Tecnicamente – ma questo penso valesse anche prima della pandemia – il problema maggiore nell’ambito editoriale non è tanto il “fare i libri” (certo è difficile farli bene, sia in quanto contenuto che contenitore), bensì – come sottolinea il motto ballardiano della casa editrice, ciò che è difficile è venderli («Qualunque sciocco può scrivere un libro, ma ci vuole un vero genio per venderlo» [J.J.Ballard]).

Il problema maggiore è riuscire ad avere un sistema promozionale strutturato e calibrato anche sulle piccole realtà – poiché all’interno di un meccanismo come quello attuale, nella sostanza, tutto è costruito attorno agli editori di medio-grandi dimensioni, che possono investire maggiormente in pubblicità e coprire completamente lo spazio visivo, nascondendo le piccole realtà che sono costrette a fare salti mortali nell’intrico coacervo della Grande Distribuzione. Ci si fa spazio tramite meccanismi come quelli interattivi e nobilissimi di presentazioni itineranti, o altri meno nobili e talvolta del tutto fatiscenti, come ad esempio l’affitto di spazi espositivi all’interno delle librerie di catena e simili forme di estorsione pubblicitaria.

Il problema oggi è che le due entità più curiosamente attive nel mondo dei libri, ovvero certi Editori Indipendenti e certi Librai Indipendenti (un buon numero comunque per entrambe le categorie), sono sulla stessa piccola barchetta, mentre attorno l’oceano della Grande Distribuzione e Promozione è in piena burrasca e i transatlantici dei medio-grandi editori sono sempre lì lì per travolgere tutto, sollevare uno tsunami di “nuove proposte” in cui far affogare piccoli editori, piccoli librai indipendenti e quei (pochi) lettori che ancora si barcamenano nel tentativo di non soccombere alla “marea nera” di capolavori che con squilli di fanfara sono proclamati almeno 9 giorni su 10.

Inoltre, in questo maremoto costante dell’editoria e dell’impossibile promozione, ci sono i social come vetrina di autopropaganda-pubblicitaria, dentro la quale il libro diventa spesso e volentieri una suppellettile per abbacinare qualche allucinato in cerca di cuoricini però magari anche interessare quei lettori che magari riescono a raggiungere la piccola realtà editoriale proprio attraverso quelle piattaforme, oppure quell’altra forma di (auto)promozione (mal)celata che sono le recensioni bookstagrammiche o altre forme di collaborazioni più o meno spontanee e più o meno gratuite che infestano il mondo promozionale dei libri – in cui si naviga tra veri appassionati e vere e proprie agenzie pubblicitarie, in un universo per nulla regolamentato, in cui magari si sta leggendo una recensione creduta sincera e spontanea, che in realtà è stata semplicemente comprata come pubblicità.

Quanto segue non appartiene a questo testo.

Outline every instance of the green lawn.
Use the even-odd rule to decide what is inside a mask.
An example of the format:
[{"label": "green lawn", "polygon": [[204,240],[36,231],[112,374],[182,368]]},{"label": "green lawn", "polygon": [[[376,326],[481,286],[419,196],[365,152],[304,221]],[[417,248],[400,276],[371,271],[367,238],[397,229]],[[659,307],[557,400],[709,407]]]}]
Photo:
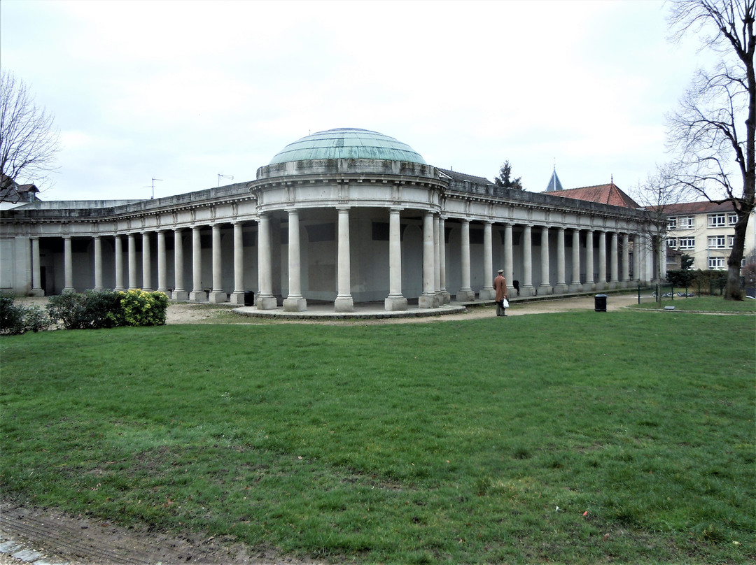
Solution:
[{"label": "green lawn", "polygon": [[5,337],[0,486],[339,563],[750,563],[754,336],[622,311]]},{"label": "green lawn", "polygon": [[692,296],[662,298],[658,303],[649,295],[643,295],[641,303],[634,307],[662,309],[674,306],[675,310],[695,312],[718,312],[722,313],[754,313],[756,300],[746,298],[742,301],[724,300],[721,296]]}]

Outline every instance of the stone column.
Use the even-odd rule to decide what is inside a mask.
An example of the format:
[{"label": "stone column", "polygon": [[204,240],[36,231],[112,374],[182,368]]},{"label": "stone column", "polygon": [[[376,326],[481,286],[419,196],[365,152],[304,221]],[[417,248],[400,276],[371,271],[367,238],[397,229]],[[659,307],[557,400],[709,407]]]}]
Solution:
[{"label": "stone column", "polygon": [[438,305],[444,304],[444,296],[441,294],[441,242],[439,241],[439,218],[433,215],[433,292],[438,297]]},{"label": "stone column", "polygon": [[[513,267],[512,264],[512,254],[513,247],[512,245],[512,224],[504,224],[504,278],[507,279],[507,289],[509,292],[515,292],[515,287],[512,284],[513,274]],[[514,297],[514,294],[511,295]]]},{"label": "stone column", "polygon": [[113,290],[125,290],[123,286],[123,240],[117,233],[115,235],[116,253],[116,286]]},{"label": "stone column", "polygon": [[212,224],[212,290],[208,301],[212,304],[226,302],[226,292],[223,290],[223,251],[221,249],[221,224]]},{"label": "stone column", "polygon": [[255,298],[258,310],[272,310],[277,305],[273,295],[273,270],[271,262],[271,216],[263,212],[257,218],[257,279],[259,291]]},{"label": "stone column", "polygon": [[189,293],[189,300],[194,302],[204,302],[207,300],[207,293],[202,288],[202,239],[200,237],[199,226],[191,228],[191,279],[192,288]]},{"label": "stone column", "polygon": [[65,274],[65,286],[63,287],[63,292],[75,292],[76,289],[73,288],[73,254],[71,252],[70,236],[66,236],[63,238],[63,262]]},{"label": "stone column", "polygon": [[480,300],[494,300],[494,245],[491,242],[491,226],[493,222],[483,224],[483,288],[478,298]]},{"label": "stone column", "polygon": [[438,282],[441,285],[441,303],[451,301],[449,291],[446,289],[446,221],[443,216],[438,218]]},{"label": "stone column", "polygon": [[336,208],[339,212],[339,249],[338,276],[339,288],[336,301],[333,302],[334,312],[353,312],[355,301],[352,298],[352,264],[349,254],[349,208]]},{"label": "stone column", "polygon": [[520,293],[524,296],[533,296],[535,289],[533,288],[533,227],[529,224],[522,231],[522,262],[525,267],[523,284],[520,287]]},{"label": "stone column", "polygon": [[150,233],[142,232],[142,290],[152,290],[152,258],[150,256]]},{"label": "stone column", "polygon": [[606,288],[606,232],[599,232],[599,279],[596,282],[596,290]]},{"label": "stone column", "polygon": [[94,236],[94,290],[102,290],[102,237]]},{"label": "stone column", "polygon": [[562,294],[567,292],[567,282],[565,278],[565,229],[560,227],[556,230],[556,285],[554,292]]},{"label": "stone column", "polygon": [[181,228],[173,229],[173,300],[189,300],[189,293],[184,286],[184,238]]},{"label": "stone column", "polygon": [[166,257],[166,230],[157,232],[157,292],[168,295],[168,261]]},{"label": "stone column", "polygon": [[610,289],[616,289],[619,284],[619,261],[618,261],[618,239],[617,232],[612,232],[612,282],[609,282]]},{"label": "stone column", "polygon": [[435,255],[433,212],[426,211],[423,216],[423,294],[417,300],[420,308],[438,308],[439,306],[435,294]]},{"label": "stone column", "polygon": [[585,284],[583,290],[593,291],[596,288],[593,280],[593,230],[585,234]]},{"label": "stone column", "polygon": [[580,230],[572,230],[572,279],[569,283],[570,292],[580,292],[583,285],[580,282]]},{"label": "stone column", "polygon": [[44,296],[39,270],[39,238],[32,238],[32,296]]},{"label": "stone column", "polygon": [[244,305],[244,237],[240,221],[234,222],[234,292],[231,303]]},{"label": "stone column", "polygon": [[137,240],[136,236],[129,233],[129,288],[136,289],[137,282]]},{"label": "stone column", "polygon": [[462,221],[462,236],[460,245],[460,289],[457,291],[457,302],[475,300],[475,292],[470,288],[470,222]]},{"label": "stone column", "polygon": [[549,227],[541,228],[541,284],[538,286],[538,294],[550,295],[553,292],[549,283]]},{"label": "stone column", "polygon": [[285,312],[304,312],[307,301],[302,295],[302,263],[299,250],[299,211],[289,210],[289,296],[284,300]]},{"label": "stone column", "polygon": [[383,305],[389,312],[407,310],[407,298],[401,294],[401,211],[398,208],[389,211],[389,295]]},{"label": "stone column", "polygon": [[627,289],[630,286],[630,234],[622,234],[622,279],[620,286]]}]

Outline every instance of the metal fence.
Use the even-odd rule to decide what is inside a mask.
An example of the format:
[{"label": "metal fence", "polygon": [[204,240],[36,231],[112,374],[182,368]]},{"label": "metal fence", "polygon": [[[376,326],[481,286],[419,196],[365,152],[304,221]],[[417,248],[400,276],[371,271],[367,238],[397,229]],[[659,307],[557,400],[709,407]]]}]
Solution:
[{"label": "metal fence", "polygon": [[[696,292],[698,291],[698,292]],[[661,295],[662,300],[674,300],[676,298],[692,298],[701,295],[701,289],[690,287],[680,288],[668,282],[649,286],[638,286],[638,304],[645,302],[656,302]]]}]

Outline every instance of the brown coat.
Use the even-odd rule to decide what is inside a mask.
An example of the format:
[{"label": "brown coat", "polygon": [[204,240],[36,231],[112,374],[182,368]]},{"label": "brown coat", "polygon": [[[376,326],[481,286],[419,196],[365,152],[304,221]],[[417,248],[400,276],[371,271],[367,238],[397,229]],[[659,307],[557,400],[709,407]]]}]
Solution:
[{"label": "brown coat", "polygon": [[494,289],[496,291],[497,302],[500,302],[503,298],[509,300],[507,295],[507,279],[503,275],[498,275],[494,279]]}]

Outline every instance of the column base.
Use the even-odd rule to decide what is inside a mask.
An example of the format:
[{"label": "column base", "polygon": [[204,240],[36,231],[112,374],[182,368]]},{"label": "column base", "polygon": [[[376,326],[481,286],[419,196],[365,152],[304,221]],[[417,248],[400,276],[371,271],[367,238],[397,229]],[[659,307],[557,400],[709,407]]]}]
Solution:
[{"label": "column base", "polygon": [[243,306],[244,293],[237,291],[231,292],[231,296],[228,297],[228,301],[232,304],[235,304],[236,306]]},{"label": "column base", "polygon": [[478,293],[478,300],[493,300],[496,298],[496,291],[493,286],[485,287]]},{"label": "column base", "polygon": [[189,300],[192,302],[206,302],[207,292],[203,290],[193,290],[189,293]]},{"label": "column base", "polygon": [[278,301],[273,295],[258,295],[255,298],[255,305],[258,310],[275,310]]},{"label": "column base", "polygon": [[171,300],[181,301],[189,300],[189,293],[185,290],[175,290],[171,292]]},{"label": "column base", "polygon": [[460,289],[457,291],[457,302],[472,302],[475,300],[475,292],[472,289]]},{"label": "column base", "polygon": [[213,291],[208,295],[207,299],[211,304],[218,304],[222,302],[227,302],[228,301],[228,295],[225,292]]},{"label": "column base", "polygon": [[420,295],[417,299],[417,306],[420,308],[438,308],[441,306],[441,303],[435,294]]},{"label": "column base", "polygon": [[389,295],[384,301],[383,309],[387,312],[404,312],[407,310],[407,298],[401,295]]},{"label": "column base", "polygon": [[539,295],[550,295],[554,292],[554,289],[551,288],[551,285],[540,285],[538,286],[538,294]]},{"label": "column base", "polygon": [[304,312],[307,310],[307,301],[302,296],[292,296],[284,299],[284,312]]},{"label": "column base", "polygon": [[336,296],[333,301],[334,312],[354,312],[355,301],[351,296]]}]

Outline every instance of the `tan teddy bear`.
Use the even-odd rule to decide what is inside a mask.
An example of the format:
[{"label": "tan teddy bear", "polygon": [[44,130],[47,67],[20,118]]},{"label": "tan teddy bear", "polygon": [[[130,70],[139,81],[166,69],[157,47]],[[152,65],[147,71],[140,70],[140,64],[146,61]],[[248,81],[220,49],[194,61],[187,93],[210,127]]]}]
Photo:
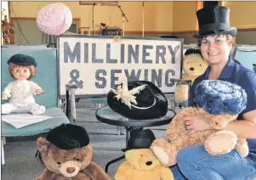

E poi vi è il mondo dei media, in cui, allo stesso modo, sono rari coloro che si interessano alla questione editoriale per virtute e conoscenza, per spassionata curiosità e per ricerca culturale di fondo. Maggiori sono invece da un lato le marchette, del genere io recensisco il tuo libro perché tu hai recensito il mio la settimana scorsa, dall’altro coloro che si investono su un progetto/soggetto perché è di quello che tutti parlano, oppure perché l’amico dell’amico è in amicizia col direttore di una testata amica, ecc.

Il discorso poi è certo molto più complesso e articolato (se anche solo sociologicamente si andasse a spulciare la questione del capitale simbolico investito in nomee) ma nelle linee macroscopiche le dinamiche più atroci sono, a nostro avviso, quelle indicate – in un universo mediatico e paravirtuale in cui il debordiano Spettacolo è diventato così cristallino e trasparente da avere la stessa consistenza dell’aria che respiriamo.